Today writers want to offer something palatable to everyone. Social platforms prod them to please a broad audience so their followers will come clamoring for more. However, a reader’s palate is prone to be overstimulated and undernourished. He or she is like a child who becomes a picky eater because, one by one, the parent stops offering tricky vegetables, certain textures, then fruits, etc. A reader needs to consume a little of everything and only turn up their nose when something’s rotten. The best thing for a writer to do is to write what is true.

That’s an art form all on its own.

Fantasy authors are notably susceptible to preaching feminism today because of the natural escapism of the genre. It probably feels vindicating to set a female protagonist against insurmountable odds and give her the triumph through whatever means most tickles the author’s sense of justice. Writing from a place of pain can be cathartic. But authors are ordinary human beings, not sages. We delude ourselves just as much as anyone else. That’s why truth-checking our work is important. Is what we’re writing even a real story?
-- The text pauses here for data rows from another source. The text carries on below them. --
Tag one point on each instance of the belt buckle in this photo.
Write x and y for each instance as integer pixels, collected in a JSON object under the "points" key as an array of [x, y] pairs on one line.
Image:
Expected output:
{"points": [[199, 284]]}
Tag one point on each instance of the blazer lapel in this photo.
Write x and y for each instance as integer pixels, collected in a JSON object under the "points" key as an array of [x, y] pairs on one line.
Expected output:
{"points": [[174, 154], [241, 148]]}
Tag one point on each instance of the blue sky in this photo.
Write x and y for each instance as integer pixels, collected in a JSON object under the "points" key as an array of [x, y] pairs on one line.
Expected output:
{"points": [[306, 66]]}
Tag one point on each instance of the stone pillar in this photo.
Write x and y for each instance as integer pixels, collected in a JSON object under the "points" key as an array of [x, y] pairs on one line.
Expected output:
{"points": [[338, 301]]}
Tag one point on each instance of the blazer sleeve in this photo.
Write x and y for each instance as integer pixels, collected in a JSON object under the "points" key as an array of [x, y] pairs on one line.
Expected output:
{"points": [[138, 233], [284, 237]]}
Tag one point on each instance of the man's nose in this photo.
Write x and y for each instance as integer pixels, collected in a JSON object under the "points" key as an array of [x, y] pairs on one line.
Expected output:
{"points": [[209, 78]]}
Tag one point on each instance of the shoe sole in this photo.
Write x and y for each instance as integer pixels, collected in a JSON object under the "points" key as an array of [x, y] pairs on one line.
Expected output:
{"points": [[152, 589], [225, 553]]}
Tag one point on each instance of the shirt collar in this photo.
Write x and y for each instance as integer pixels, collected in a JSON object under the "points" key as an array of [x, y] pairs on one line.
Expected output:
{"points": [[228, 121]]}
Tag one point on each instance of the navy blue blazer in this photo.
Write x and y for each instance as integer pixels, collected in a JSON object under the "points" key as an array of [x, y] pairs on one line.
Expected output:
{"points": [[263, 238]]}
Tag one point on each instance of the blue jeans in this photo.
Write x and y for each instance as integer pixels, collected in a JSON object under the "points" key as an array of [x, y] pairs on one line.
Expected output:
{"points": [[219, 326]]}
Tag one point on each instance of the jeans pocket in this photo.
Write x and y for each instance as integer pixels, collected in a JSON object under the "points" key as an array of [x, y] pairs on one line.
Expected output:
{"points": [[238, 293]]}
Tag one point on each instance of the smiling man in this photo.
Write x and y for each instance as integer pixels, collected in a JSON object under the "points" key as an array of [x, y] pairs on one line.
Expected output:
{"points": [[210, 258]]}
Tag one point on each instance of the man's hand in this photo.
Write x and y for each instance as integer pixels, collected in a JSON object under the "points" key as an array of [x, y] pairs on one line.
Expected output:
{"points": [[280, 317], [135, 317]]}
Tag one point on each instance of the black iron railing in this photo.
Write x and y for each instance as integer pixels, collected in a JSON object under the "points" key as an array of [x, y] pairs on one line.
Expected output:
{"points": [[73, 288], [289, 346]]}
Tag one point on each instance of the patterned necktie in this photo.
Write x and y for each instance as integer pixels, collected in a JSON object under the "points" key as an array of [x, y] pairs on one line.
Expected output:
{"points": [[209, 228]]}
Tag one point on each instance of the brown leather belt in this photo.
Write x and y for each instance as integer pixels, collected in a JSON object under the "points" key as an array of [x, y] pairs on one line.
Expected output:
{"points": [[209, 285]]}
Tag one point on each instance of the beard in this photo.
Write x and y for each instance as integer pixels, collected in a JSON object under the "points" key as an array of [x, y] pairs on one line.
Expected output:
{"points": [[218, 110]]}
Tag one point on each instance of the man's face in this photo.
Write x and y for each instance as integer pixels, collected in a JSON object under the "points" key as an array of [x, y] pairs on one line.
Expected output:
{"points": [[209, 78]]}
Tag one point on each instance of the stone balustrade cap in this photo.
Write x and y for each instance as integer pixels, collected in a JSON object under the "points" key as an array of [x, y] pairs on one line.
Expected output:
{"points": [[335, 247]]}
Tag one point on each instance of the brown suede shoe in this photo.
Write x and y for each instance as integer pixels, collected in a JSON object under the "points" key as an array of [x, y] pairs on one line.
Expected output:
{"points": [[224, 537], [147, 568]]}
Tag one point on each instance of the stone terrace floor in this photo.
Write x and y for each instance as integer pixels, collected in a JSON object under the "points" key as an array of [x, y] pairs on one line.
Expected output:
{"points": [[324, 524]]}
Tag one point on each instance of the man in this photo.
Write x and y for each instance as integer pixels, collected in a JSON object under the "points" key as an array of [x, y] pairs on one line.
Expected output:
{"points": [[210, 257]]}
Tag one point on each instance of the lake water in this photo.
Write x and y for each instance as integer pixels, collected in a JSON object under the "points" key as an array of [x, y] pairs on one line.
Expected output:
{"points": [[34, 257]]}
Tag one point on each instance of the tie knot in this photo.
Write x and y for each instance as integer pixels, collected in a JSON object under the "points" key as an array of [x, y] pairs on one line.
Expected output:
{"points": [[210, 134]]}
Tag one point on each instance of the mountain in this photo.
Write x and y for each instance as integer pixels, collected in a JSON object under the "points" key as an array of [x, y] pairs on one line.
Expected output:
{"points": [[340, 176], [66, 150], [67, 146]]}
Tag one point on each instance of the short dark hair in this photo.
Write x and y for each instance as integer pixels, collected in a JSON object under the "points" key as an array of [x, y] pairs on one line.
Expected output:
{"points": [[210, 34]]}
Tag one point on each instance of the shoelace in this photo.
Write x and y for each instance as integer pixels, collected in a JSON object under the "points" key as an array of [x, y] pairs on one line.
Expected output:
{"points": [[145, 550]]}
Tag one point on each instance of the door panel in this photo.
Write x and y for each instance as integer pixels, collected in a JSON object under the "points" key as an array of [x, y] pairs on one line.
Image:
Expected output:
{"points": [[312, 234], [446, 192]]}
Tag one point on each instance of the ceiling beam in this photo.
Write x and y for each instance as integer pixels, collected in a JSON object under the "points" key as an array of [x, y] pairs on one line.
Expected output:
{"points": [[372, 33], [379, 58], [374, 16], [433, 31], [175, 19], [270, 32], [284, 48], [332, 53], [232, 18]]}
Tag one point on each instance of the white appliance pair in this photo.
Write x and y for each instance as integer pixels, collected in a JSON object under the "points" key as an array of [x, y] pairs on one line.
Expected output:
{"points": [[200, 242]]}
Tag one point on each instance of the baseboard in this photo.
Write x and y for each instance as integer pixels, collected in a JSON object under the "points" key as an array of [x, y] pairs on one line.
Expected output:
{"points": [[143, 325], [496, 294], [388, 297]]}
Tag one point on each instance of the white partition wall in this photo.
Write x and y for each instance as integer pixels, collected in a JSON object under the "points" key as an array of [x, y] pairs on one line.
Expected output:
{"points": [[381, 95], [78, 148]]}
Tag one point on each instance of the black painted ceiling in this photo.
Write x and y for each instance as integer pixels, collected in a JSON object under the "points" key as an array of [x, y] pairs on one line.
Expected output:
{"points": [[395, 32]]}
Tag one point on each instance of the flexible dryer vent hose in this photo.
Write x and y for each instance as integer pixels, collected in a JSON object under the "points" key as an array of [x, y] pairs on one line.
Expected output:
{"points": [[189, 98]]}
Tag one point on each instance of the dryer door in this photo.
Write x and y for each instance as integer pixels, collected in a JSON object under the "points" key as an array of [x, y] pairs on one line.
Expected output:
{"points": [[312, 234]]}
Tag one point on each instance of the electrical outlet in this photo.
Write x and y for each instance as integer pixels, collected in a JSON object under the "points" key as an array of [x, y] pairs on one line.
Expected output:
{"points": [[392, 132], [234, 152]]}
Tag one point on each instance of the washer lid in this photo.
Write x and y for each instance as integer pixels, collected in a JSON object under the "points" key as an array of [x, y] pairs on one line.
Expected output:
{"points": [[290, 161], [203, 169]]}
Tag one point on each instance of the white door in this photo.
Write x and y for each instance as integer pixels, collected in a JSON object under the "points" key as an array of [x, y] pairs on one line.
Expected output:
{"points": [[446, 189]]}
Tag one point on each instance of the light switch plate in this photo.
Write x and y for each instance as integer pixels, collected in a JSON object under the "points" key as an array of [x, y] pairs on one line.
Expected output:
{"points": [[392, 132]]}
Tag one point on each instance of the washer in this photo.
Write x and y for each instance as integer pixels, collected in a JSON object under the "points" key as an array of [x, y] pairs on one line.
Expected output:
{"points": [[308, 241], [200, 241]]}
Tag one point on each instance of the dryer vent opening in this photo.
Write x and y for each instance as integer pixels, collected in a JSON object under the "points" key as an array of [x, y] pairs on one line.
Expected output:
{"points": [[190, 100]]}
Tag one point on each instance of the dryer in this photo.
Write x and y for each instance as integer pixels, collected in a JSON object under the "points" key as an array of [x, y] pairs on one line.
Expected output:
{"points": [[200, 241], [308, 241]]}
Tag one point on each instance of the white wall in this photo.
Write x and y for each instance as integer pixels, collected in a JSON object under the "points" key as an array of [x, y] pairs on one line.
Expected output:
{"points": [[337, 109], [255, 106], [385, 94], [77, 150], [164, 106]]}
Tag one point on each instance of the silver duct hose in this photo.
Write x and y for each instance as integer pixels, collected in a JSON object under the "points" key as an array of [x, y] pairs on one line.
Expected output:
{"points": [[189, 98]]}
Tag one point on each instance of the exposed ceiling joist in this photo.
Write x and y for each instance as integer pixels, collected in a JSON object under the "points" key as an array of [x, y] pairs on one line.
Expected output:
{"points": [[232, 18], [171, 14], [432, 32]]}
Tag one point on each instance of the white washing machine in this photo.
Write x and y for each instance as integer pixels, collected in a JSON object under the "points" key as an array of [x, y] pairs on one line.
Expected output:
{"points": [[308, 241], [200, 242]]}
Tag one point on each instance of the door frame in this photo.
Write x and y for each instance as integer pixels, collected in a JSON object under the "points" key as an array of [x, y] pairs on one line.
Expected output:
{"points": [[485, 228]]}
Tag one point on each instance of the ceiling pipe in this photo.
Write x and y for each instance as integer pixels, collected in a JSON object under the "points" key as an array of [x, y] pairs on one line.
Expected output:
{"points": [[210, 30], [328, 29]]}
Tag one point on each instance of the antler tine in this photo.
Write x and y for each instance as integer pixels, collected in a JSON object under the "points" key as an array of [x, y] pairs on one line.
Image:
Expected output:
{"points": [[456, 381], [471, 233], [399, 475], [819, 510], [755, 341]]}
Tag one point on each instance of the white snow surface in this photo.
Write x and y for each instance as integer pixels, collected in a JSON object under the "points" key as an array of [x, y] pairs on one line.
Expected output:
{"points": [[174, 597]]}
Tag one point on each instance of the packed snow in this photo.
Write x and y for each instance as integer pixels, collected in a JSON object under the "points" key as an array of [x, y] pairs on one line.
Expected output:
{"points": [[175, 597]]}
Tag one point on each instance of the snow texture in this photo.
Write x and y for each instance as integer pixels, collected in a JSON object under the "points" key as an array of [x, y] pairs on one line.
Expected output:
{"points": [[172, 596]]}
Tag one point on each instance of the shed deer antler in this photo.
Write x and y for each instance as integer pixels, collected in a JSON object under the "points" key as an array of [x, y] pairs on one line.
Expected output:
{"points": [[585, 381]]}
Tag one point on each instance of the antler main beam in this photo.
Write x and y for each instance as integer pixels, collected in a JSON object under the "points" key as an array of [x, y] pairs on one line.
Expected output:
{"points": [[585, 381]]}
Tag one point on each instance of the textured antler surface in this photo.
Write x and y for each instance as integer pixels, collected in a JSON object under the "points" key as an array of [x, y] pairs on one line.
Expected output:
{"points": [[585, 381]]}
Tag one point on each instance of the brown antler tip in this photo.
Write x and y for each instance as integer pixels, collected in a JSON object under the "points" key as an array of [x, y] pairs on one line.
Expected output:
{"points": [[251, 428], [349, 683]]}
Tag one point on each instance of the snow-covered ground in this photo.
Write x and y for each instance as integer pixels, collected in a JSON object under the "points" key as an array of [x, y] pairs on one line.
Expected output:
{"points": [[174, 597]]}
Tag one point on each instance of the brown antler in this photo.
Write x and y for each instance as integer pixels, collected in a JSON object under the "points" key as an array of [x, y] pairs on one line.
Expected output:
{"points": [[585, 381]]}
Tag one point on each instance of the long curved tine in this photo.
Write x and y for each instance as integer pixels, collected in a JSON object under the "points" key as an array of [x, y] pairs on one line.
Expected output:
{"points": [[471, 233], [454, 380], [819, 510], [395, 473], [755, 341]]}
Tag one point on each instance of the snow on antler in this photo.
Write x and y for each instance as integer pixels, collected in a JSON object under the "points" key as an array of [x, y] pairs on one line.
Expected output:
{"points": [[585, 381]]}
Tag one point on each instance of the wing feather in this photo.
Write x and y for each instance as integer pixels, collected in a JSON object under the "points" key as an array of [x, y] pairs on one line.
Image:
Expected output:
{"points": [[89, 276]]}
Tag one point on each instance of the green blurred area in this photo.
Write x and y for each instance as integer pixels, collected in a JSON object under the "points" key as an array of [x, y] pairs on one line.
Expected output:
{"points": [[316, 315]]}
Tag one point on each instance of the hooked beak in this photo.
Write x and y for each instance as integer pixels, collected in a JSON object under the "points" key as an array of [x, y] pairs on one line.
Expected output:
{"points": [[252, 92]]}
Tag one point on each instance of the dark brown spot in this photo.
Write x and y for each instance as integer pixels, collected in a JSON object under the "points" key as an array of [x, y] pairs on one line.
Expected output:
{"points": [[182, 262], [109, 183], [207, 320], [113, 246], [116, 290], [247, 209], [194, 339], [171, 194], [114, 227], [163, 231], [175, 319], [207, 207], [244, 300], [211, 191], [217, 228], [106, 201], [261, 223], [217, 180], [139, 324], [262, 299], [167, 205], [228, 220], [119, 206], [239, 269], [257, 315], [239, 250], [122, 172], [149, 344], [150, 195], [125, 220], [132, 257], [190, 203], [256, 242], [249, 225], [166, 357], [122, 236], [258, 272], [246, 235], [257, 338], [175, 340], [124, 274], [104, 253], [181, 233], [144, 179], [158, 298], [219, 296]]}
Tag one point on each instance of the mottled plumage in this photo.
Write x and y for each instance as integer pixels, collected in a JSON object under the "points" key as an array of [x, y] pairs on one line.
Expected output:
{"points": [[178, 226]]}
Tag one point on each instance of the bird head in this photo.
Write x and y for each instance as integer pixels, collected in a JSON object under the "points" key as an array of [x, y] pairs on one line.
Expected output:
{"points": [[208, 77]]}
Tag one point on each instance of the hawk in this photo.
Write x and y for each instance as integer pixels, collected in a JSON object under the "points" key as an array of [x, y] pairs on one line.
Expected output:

The best authors are the Stephen Kings and the Laura Weymouths and the Terry Pratchetts and the J.K. Rowlings. They reach inside for what they know and test its truth by looking for it in other people. Their stories resonate because they encompass the human experience, even if some of what they write is wishful thinking, sensation or sentiment. If women do some ass-kicking (and they do), it’s not all costume and theatrics. It might have really happened. And the bones of every good book follow the narrative rules of real life—people win some and lose some, people are good and evil mixed together, and people need each other in the way they need food and water and air.

I would also add that the best stories follow a redemptive arc, but that’s my personal take on it. I think the stories that lack redemption inadvertently display our human need for it—we feel its absence like a cavity. But that’s a post for another day.